You can also export these results into a spreadsheet by holding down the Control key and clicking on the table and selecting Export.

Browse to the workshop folder, give the file a name or keep the default, change the File Format to Tab Separated Value (to make it a spreadsheet) and click on Save.

If we go back to the query results window, just above the table, you will see two tabs: Summary and Word Cloud. We are in the Summary tab. Click on Word Cloud. This shows the more frequent words, where the larger the word is, the more frequently it occurs, which is a common way to display this type of result. (Might take a few seconds to load). Note that currently there is a bug in the newer versions of NVivo, so you are unable to change the colours, but normally you can click on a Gallery button to select different themes to customize your word cloud.

You can also hold down the Control key and click on the word cloud, and then select Export to export it as an image or PDF to use later in a report.

Once you’re done looking at the results of a query, close the tab. We will cover saving queries later in the tutorial.

Next, let’s look at the Text Search query, which can be used to see where particular terms occur in the content. Go to the Explore menu and select Text Search.

You can use it to find a word or phrase. You can search for phrases by putting them in quotation marks. Let’s try typing “family” in the search box and choose Include stemmed words, so that it will also search for “families” similar to what we did in the Word Frequency query.

Next, we would select where it should search. As before the default is all the documents in the project. Let’s keep the default this time and just run the query. Select Run Query at the top.

You will be presented with a list of project files that contain that reference. You can double click on a file to see the references. Try that with the item called “Susan,” which you can see has 6 references.

This opens up Susan’s interview transcript. You can use this to help find references that you might want to code.

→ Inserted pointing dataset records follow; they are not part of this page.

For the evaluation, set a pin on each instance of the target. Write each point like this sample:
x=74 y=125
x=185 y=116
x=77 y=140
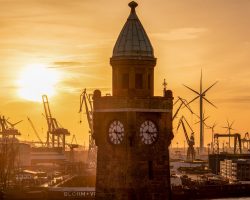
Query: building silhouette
x=133 y=128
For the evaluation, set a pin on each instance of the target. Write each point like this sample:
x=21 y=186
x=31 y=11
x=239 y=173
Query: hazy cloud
x=180 y=34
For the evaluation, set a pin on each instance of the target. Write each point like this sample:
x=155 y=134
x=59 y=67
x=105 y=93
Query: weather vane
x=164 y=84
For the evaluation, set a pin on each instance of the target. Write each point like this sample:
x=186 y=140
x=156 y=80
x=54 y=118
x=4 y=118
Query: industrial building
x=235 y=170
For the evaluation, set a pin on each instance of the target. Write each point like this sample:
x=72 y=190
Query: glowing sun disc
x=36 y=80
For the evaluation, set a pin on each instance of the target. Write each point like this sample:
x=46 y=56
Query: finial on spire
x=133 y=5
x=164 y=84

Go to the View drop-down menu, and click on Close “Susan” to go back to the query results, or hover over the Susan tab and click on the X .

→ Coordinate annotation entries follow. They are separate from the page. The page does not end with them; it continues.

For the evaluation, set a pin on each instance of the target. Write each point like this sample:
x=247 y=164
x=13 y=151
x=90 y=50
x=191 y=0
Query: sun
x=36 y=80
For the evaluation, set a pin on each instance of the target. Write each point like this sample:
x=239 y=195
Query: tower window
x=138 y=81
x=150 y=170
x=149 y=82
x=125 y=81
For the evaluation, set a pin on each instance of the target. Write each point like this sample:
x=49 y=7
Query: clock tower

Above the results you will see the Reference tab. You can click on the Reference tab to see all of the references together in one page.

Click on the final tab, Word Tree, which shows you what words often come before and after the term or phrase you searched for. This is useful to understand how that word or phrase is being used.

You can normally click on family to toggle between “family” and “families.” [But there is a bug that sometimes crashes NVivo when toggling, so I would avoid doing this right now.]

We can save the results in a code. In a way, it autocodes the search term to a new code we can call Family. Click on Save Results… at the top right.

For the location, click on the small arrow and pick Codes and then click on Select.


Call it “Family” and click on Save Results.

Close any windows open. Then using the left menu, under Coding, go to the Codes folder. You will see a new code called Family.

Double click on the new Family code and select the Reference tab to view the results again.

Click anywhere in the references and press the Command key and “A” on your keyboard at the same time to select all.

Go to the Home menu, and then click on the drop-down arrow next to Spread Coding and select Custom…

Select Surrounding paragraph and then click on OK.

Now the coding results have changed so that instead of just the word family being coded, the coding has spread to the surrounding paragraph. So, this is a way to do some coding through text searches.

Test Your Understanding 1
Using the Query menu run a Word Frequency query for the project to find the top 50 words, including stemmed words. Only search News Articles. What was the most common word?
Next run a Text query for the project to find the phrase “climate change” in all project items. How many project items were in the results?